Un an jour pour jour après l'arrestation de l'avocate Nasrin Sotoudeh, Amnesty International dépose aux autorités iraniennes 1,3 million de signatures à la pétition mondiale pour sa libération immédiate.
par Caroline Protat
publié le 14 juin 2019 à 5h55

365. C’est le nombre de jours qui se sont écoulés depuis l’arrestation de l’avocate iranienne Nasrin Sotoudeh. En raison de son combat contre l'obligation de porter le hijab dans son pays, elle est condamnée par la justice de son pays en mars 2019 à la plus lourde peine prononcée à l’égard d’un défenseur des droits humains selon Amnesty International. A l’occasion de ce triste anniversaire, l’ONG se mobilise à travers le monde pour remettre les 1,3 million signatures récoltées et ainsi faire pression sur les autorités iraniennes afin d’obtenir sa libération immédiate. Entretien avec Cécile Coudriou, présidente de l’antenne France d’Amnesty International.

Qui est Nasrin Sotoudeh ?

Nasrin Sotoudeh est une avocate et défenseure des droits humains iranienne reconnue. Elle dédie son combat aux droits des femmes, dont à la lutte contre l’obligation de porter le voile dans les espaces publics en Iran. En tant qu’avocate, elle a notamment représenté trois femmes qui avaient été inquiétées pour s'être affichées dans l'espace public la tête dénudée.

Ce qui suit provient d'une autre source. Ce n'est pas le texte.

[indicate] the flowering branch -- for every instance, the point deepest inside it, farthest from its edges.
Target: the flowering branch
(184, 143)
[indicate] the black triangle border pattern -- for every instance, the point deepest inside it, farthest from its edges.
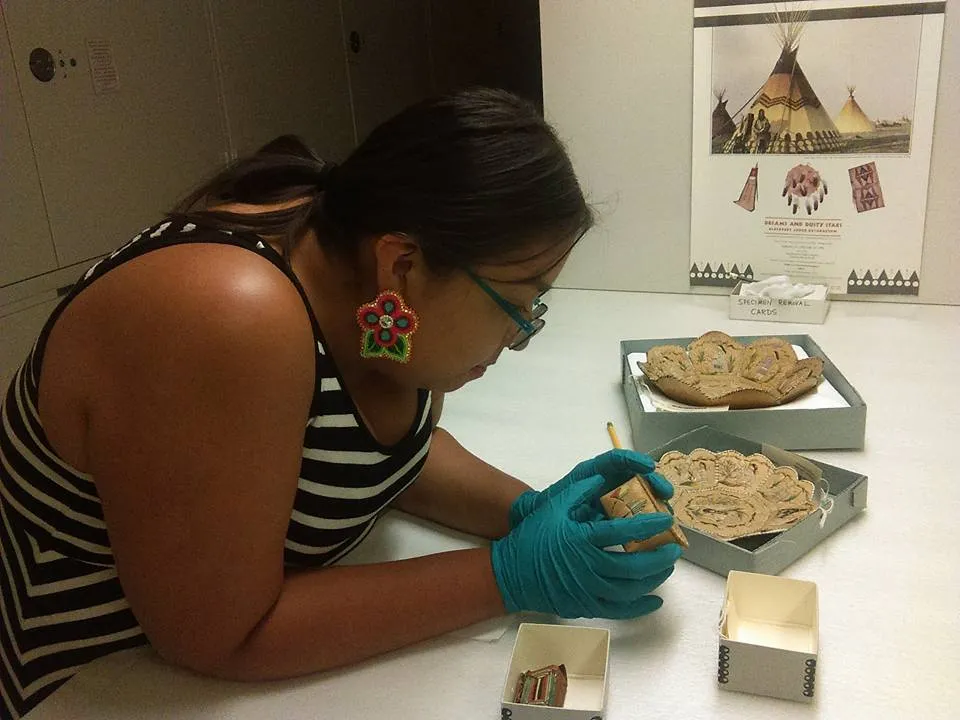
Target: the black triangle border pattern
(884, 283)
(706, 276)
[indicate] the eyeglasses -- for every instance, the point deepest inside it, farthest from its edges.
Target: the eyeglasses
(527, 327)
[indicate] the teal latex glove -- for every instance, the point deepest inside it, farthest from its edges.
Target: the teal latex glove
(554, 563)
(615, 466)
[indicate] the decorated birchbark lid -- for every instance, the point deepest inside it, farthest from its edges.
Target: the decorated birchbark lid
(716, 370)
(728, 495)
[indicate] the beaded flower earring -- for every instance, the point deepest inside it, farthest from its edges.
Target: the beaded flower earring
(387, 324)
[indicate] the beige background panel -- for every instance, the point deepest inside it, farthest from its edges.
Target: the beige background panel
(617, 83)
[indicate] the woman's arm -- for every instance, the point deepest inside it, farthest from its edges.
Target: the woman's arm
(198, 364)
(461, 491)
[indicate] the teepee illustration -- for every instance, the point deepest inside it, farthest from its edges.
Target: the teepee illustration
(723, 126)
(786, 116)
(852, 119)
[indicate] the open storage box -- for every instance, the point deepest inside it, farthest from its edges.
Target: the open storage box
(789, 426)
(585, 652)
(769, 637)
(770, 553)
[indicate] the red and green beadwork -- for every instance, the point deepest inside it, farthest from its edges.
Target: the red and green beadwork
(387, 325)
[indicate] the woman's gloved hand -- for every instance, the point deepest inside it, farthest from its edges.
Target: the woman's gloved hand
(554, 563)
(614, 466)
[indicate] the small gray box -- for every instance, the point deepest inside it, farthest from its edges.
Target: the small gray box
(768, 554)
(791, 429)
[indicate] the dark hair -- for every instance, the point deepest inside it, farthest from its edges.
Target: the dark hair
(472, 176)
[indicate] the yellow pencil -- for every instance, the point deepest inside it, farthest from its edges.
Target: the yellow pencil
(675, 534)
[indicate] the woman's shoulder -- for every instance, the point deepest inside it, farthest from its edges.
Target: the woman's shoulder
(205, 304)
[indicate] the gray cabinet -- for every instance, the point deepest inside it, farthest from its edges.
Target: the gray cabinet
(26, 247)
(283, 70)
(111, 111)
(129, 118)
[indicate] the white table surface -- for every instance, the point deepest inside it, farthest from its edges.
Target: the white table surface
(889, 581)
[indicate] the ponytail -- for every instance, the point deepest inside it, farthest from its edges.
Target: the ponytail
(282, 171)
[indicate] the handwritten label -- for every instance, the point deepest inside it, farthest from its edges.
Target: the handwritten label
(103, 68)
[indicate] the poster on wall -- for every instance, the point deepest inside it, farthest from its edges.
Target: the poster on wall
(812, 133)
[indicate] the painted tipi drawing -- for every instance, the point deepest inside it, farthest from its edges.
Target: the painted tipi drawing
(852, 119)
(785, 115)
(722, 126)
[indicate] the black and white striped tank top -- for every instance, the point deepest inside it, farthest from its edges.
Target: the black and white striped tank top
(62, 605)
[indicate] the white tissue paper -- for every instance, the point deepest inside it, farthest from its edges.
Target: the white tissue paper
(778, 286)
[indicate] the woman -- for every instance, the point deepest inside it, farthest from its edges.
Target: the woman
(220, 410)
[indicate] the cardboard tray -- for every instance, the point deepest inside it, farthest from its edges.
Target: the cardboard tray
(791, 429)
(769, 554)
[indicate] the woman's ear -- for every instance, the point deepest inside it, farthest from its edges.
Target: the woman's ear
(396, 256)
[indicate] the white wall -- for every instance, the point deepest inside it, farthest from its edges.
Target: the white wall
(617, 84)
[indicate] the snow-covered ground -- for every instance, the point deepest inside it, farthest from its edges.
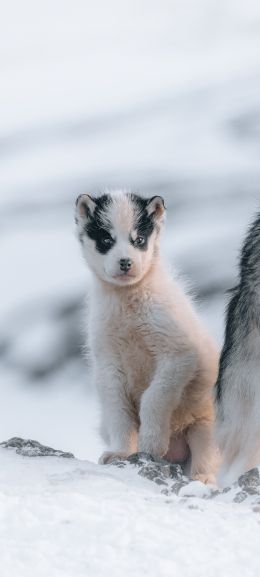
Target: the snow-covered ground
(163, 96)
(70, 518)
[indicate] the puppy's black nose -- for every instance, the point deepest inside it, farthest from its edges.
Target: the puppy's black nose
(125, 264)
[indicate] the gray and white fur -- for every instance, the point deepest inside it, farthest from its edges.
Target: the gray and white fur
(237, 398)
(154, 363)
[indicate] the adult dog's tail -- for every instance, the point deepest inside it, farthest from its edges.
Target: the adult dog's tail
(237, 390)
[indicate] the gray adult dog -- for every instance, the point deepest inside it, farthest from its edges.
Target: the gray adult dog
(237, 398)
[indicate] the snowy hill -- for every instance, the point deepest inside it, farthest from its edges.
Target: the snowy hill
(69, 518)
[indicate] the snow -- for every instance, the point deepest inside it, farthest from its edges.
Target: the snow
(162, 96)
(65, 517)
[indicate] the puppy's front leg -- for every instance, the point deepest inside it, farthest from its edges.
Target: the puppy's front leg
(119, 421)
(160, 399)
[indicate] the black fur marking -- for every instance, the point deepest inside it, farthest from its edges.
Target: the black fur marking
(243, 311)
(144, 223)
(95, 228)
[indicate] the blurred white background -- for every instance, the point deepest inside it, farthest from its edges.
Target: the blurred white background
(159, 95)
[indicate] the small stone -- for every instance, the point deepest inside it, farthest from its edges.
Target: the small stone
(30, 448)
(250, 482)
(240, 497)
(140, 458)
(176, 487)
(153, 472)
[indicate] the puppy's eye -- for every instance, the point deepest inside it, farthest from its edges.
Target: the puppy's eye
(107, 241)
(139, 241)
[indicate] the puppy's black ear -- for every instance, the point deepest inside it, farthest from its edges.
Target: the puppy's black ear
(85, 206)
(156, 208)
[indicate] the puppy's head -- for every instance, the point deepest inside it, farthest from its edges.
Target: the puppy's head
(119, 234)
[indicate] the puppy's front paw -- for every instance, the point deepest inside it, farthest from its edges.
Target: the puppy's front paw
(155, 445)
(110, 456)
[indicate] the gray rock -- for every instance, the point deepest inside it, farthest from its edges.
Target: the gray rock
(250, 482)
(30, 448)
(240, 497)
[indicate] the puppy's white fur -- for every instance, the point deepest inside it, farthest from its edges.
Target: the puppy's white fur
(154, 363)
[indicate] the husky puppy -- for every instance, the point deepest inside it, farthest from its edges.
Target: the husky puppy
(238, 385)
(154, 364)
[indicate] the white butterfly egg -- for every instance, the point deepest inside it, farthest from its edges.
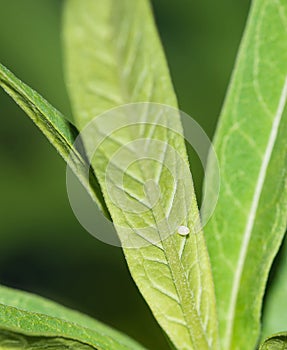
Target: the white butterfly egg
(183, 230)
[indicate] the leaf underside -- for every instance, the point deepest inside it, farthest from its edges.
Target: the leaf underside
(114, 57)
(249, 222)
(274, 318)
(32, 322)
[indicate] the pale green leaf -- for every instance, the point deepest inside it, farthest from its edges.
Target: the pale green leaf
(58, 130)
(275, 342)
(113, 57)
(249, 222)
(37, 323)
(274, 317)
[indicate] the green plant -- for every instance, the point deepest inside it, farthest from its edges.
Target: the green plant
(114, 57)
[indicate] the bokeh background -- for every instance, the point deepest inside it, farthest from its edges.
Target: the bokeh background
(43, 249)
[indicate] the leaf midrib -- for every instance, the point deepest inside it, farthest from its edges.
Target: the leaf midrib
(252, 213)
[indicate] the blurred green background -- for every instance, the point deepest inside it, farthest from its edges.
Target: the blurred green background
(43, 249)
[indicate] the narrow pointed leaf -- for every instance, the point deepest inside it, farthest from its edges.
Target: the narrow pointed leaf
(114, 57)
(32, 322)
(58, 130)
(249, 222)
(274, 318)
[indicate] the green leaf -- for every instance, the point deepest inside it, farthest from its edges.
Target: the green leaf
(274, 317)
(38, 323)
(275, 342)
(113, 57)
(58, 130)
(249, 222)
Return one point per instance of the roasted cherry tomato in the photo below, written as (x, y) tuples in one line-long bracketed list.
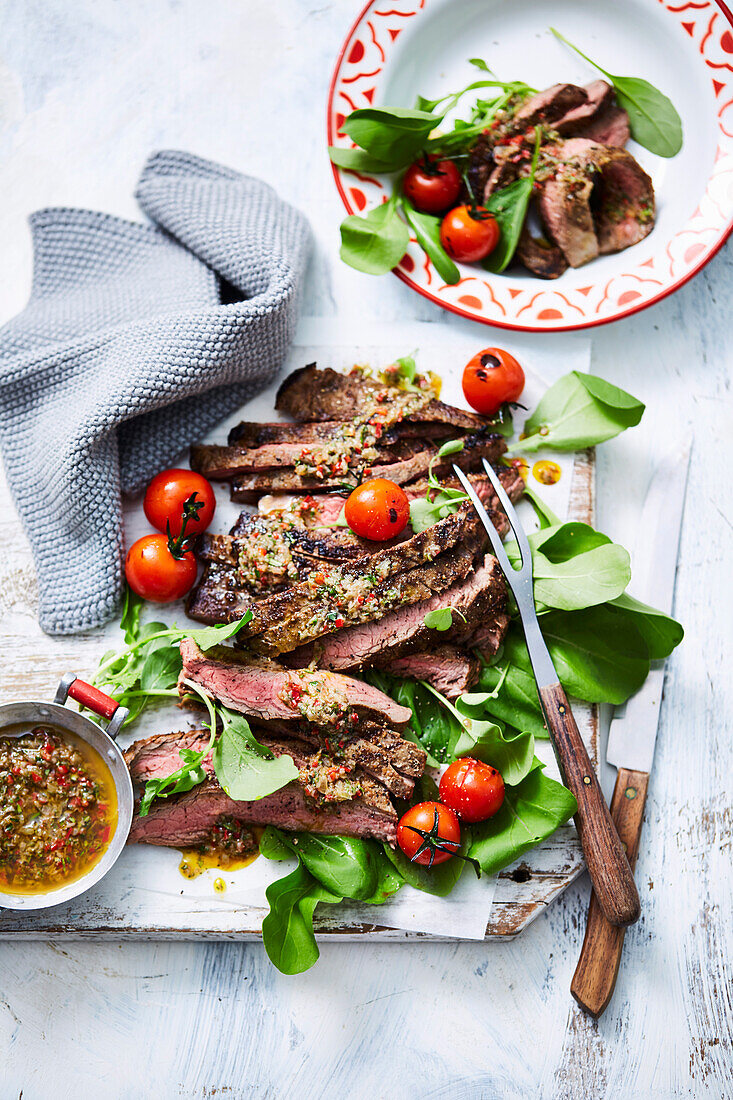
[(469, 234), (378, 509), (170, 491), (492, 377), (155, 573), (431, 184), (431, 827), (472, 789)]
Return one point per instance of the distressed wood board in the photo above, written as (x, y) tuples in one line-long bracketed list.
[(144, 895)]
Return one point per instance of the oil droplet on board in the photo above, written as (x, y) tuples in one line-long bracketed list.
[(547, 472), (522, 468)]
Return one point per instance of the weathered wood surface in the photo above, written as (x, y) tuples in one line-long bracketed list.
[(86, 90), (145, 897)]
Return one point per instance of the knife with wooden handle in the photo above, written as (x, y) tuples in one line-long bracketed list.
[(634, 727)]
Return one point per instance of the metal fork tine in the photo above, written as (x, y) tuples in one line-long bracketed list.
[(491, 530), (515, 523)]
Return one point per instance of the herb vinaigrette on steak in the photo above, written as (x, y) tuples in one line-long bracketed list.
[(57, 810)]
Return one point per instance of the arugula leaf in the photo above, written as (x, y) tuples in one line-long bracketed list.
[(394, 135), (376, 242), (579, 410), (575, 567), (660, 633), (652, 117), (510, 754), (516, 703), (531, 812), (245, 769), (510, 207), (600, 656), (441, 618), (287, 928), (426, 229), (357, 160)]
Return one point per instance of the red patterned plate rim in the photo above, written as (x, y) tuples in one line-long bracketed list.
[(626, 304)]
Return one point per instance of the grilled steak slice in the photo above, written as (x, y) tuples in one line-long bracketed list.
[(255, 435), (297, 541), (599, 98), (448, 669), (565, 204), (249, 487), (338, 596), (381, 752), (473, 600), (548, 106), (601, 201), (266, 691), (609, 128), (310, 394), (188, 818), (539, 255)]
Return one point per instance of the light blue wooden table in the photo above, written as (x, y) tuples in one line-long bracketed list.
[(87, 89)]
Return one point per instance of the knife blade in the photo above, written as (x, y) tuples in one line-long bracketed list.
[(633, 730)]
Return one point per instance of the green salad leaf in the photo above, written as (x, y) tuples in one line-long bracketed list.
[(245, 769), (532, 811), (287, 932), (653, 119), (393, 135), (376, 242), (578, 410), (426, 229)]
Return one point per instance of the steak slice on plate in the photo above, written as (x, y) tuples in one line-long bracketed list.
[(312, 394), (600, 201), (449, 670), (551, 103), (599, 98), (265, 691), (474, 600), (188, 818)]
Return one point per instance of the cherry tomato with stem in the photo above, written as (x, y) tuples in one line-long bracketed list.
[(378, 509), (429, 833), (472, 789), (172, 494), (491, 378), (469, 233), (157, 571), (433, 184)]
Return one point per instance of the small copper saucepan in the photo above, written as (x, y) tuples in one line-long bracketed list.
[(22, 717)]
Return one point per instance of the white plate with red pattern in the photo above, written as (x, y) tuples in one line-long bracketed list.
[(398, 48)]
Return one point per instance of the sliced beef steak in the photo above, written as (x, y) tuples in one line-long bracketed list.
[(188, 818), (599, 97), (540, 256), (312, 394), (609, 128), (449, 670), (265, 691), (249, 487), (474, 600), (338, 596), (551, 103), (601, 201)]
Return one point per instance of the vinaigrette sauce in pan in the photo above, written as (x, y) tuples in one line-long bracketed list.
[(57, 809)]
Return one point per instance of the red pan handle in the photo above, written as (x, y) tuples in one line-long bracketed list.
[(93, 699)]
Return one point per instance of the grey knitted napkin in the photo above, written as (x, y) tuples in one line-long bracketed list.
[(132, 345)]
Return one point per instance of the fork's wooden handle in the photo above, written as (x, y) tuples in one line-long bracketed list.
[(598, 966), (612, 877)]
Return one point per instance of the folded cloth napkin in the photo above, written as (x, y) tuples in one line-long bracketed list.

Et c’est en partie pour ce motif qu’elle a été arrêtée il y a un an et condamnée à trente-trois ans de prison ainsi qu’à 148 coups de fouets. Pour Amnesty, Nasrin Sotoudeh est une prisonnière d’opinion. Elle n’a fait qu’exprimer son désaccord avec l'obligation de porter le hijab, n’a eu recours à aucune forme de violence et n'a aucunement violé le droit international. Malgré un précédent emprisonnement en 2010, elle est restée très mobilisée, avec la même détermination malgré le risque d’être à nouveau arrêtée. Aujourd’hui elle fait face à une sentence sans précédent et qui n’a pour seul but que d’empêcher toute voix dissidente de s’élever contre le gouvernement iranien.

Quelle est la situation pour les défenseurs des droits humains en Iran ?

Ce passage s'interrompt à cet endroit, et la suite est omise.